Also, would a RESERVED state also require a transition back to SCHED, e.g. if a new higher priority job is submitted, changing the schedule such that a RESERVED job no longer has any reserved resources in the current plan?

grondo commented 9 months ago

A note from the meeting: Being to submit to a DAT/reservation before its starttime is a optional requirement for a minimum viable solution. I take that to mean we fulfill this requirement by being able to submit a job request that is guaranteed to be fulfilled at some time point in the future, with a way to launch a multi-user instance on those resources once allocated, including a way to restrict the set of users allowed to submit to that instance.

Assuming this is correct, I'll update the bullet list above with some missing items. I don't think this solution requires a new job state and all the changes that would come with it?

garlick commented 9 months ago

I'd say let's hit the reset button on this discussion and start from the requirements. IOW let's drop the idea of RESERVED state and also of "regular jobs" having reservations and see what else we can come up with. If we need those ideas we can come back to them.

garlick commented 9 months ago

On user restrictions: only the system instance currently loads the mf_priority plugin from flux-accounting, so we should think about how we would restrict users in a multi-user sub-instance.

A related question is whether we worry about proper accounting for users within that subinstance.

In RFC 33 we did define an access policy, so if we didn't want to load mf_priority in a subinstance, we could potentially generate a list of allowed users and pass it down in the subinstance policy config. (I think the access controls are not implemented yet but that would be trivial).
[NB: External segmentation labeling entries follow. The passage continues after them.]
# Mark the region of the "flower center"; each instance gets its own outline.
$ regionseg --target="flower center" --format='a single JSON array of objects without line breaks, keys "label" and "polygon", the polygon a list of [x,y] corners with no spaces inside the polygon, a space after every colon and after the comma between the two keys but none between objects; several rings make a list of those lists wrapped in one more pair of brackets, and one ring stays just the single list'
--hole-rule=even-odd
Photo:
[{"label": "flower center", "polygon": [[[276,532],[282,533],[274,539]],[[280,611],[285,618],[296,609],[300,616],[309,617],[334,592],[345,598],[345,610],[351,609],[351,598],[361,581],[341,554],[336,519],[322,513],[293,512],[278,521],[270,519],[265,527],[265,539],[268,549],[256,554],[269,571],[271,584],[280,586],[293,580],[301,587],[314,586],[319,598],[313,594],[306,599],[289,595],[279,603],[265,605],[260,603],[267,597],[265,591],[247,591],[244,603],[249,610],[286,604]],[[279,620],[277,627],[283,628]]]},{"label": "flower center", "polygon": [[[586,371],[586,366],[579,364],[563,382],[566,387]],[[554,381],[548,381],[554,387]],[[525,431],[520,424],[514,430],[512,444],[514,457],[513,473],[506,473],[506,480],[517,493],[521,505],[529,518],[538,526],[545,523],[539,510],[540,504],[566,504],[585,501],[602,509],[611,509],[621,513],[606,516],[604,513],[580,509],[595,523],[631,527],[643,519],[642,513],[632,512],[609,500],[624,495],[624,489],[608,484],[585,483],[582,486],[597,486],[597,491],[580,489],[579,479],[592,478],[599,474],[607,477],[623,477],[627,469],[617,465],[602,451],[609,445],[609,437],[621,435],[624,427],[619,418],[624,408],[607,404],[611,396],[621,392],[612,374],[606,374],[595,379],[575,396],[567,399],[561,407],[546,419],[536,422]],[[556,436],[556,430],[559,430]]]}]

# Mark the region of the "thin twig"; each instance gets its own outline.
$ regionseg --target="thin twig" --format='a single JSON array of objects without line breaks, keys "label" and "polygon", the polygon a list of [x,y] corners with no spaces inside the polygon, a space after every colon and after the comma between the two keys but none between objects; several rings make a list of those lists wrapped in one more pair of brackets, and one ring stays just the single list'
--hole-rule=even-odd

grondo commented 9 months ago

In RFC 33 we did define an access policy, so if we didn't want to load mf_priority in a subinstance, we could potentially generate a list of allowed users and pass it down in the subinstance policy config. (I think the access controls are not implemented yet but that would be trivial).

Loading mf_priority in a subinstance seems like it would be a challenge. It currently assumes the flux-accounting service is loaded on rank 0, that rank 0 is on the same node as the accounting database, and it is trying to do system wide fair share on a portion of granted resources instead of within the DAT job itself (if that is even a thing). Also, we probably want to allow DAT/reservations to work without requiring flux-accouting, so I like the idea of access controls implemented by config stashed in the job's jobspec.

I'm also not sure how accounting for a subinstance would work. The subinstance jobs would not be going to the job archive or accounting archive, so we'd need some way to attribute usage, perhaps in an epilog or rc3 script when the DAT job is exiting? @ryanday36 - I assume we do currently account for jobs in DATs and reservations since Slurm only has one level of scheduling?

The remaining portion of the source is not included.